Therapy of hepatitis C: interferon alfa-n1 trials
- PMID: 9305672
- DOI: 10.1002/hep.510260717
Therapy of hepatitis C: interferon alfa-n1 trials
Abstract
Interferon alfa-n1 is produced from a lymphoid cell line and consists of multiple alpha interferon subtypes. Early studies indicated that interferon alfa-n1 was effective against hepatitis C, and a meta-analysis of published trials indicated that it was equally likely as recombinant alpha interferons to produce an end-of-treatment biochemical and histological response. However, there appeared to be a lower rate of posttreatment relapse after a 6-month course of interferon alfa-n1, so that the sustained response rate was 25% compared with 16% for recombinant alpha interferons. Subsequently, the efficacy of interferon alfa-n1 has been compared with recombinant alpha interferon directly in two large multicenter studies. The 096 International Hepatitis Comparative Study compared alfa-n1 with interferon alfa-2b in doses of 3 million units (MU) three times weekly for 24 weeks in a total of 1,071 patients. Biochemical end-of-treatment response rates were similar (35% for alfa-n1; 38% for alfa-2b), as were virological and histological responses.
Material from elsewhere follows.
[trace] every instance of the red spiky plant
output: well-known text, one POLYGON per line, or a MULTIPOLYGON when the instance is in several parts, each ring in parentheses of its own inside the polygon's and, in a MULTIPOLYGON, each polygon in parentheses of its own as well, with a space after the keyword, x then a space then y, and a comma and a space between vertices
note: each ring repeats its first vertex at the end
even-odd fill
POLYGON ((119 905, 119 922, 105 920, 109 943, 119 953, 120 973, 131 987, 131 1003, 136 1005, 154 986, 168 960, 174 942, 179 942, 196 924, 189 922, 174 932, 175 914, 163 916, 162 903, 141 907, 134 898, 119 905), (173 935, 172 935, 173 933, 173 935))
Relapse occurred more frequently after interferon alfa-2b, so that sustained biochemical (10.3% vs. 6.7%) and virological responses at 12 months were higher for alfa-n1. In a second study from Italy, interferon alfa-n1 was compared with interferon alfa-2a, using higher doses (6 MU three times weekly) until a biochemical response was obtained, and then using 3 MU three times weekly for a total of 12 months. The combined biochemical and virological sustained response rates were higher than reported with 6 months of treatment and were similar for alfa-n1 (17%) as for alfa-2a (16%). The superiority of 12 versus 6 months of treatment was also confirmed in the large multicenter 091 European Comparative Treatment Schedules study of 440 patients given four different regimens of therapy. Sustained biochemical response rates were 6% in patients who received 3 MU three times weekly for 6 months and 19% in those who received this dose for 12 months. When given for 12 months, there was no advantage to a slightly higher dose of interferon alfa-n1 (5 MU three times weekly). Thus, therapy with interferon alfa-n1 produces sustained response rates equivalent to the best obtained with recombinant alpha interferon. The optimal treatment regimen appears to be 3 MU given three times weekly for 12 months.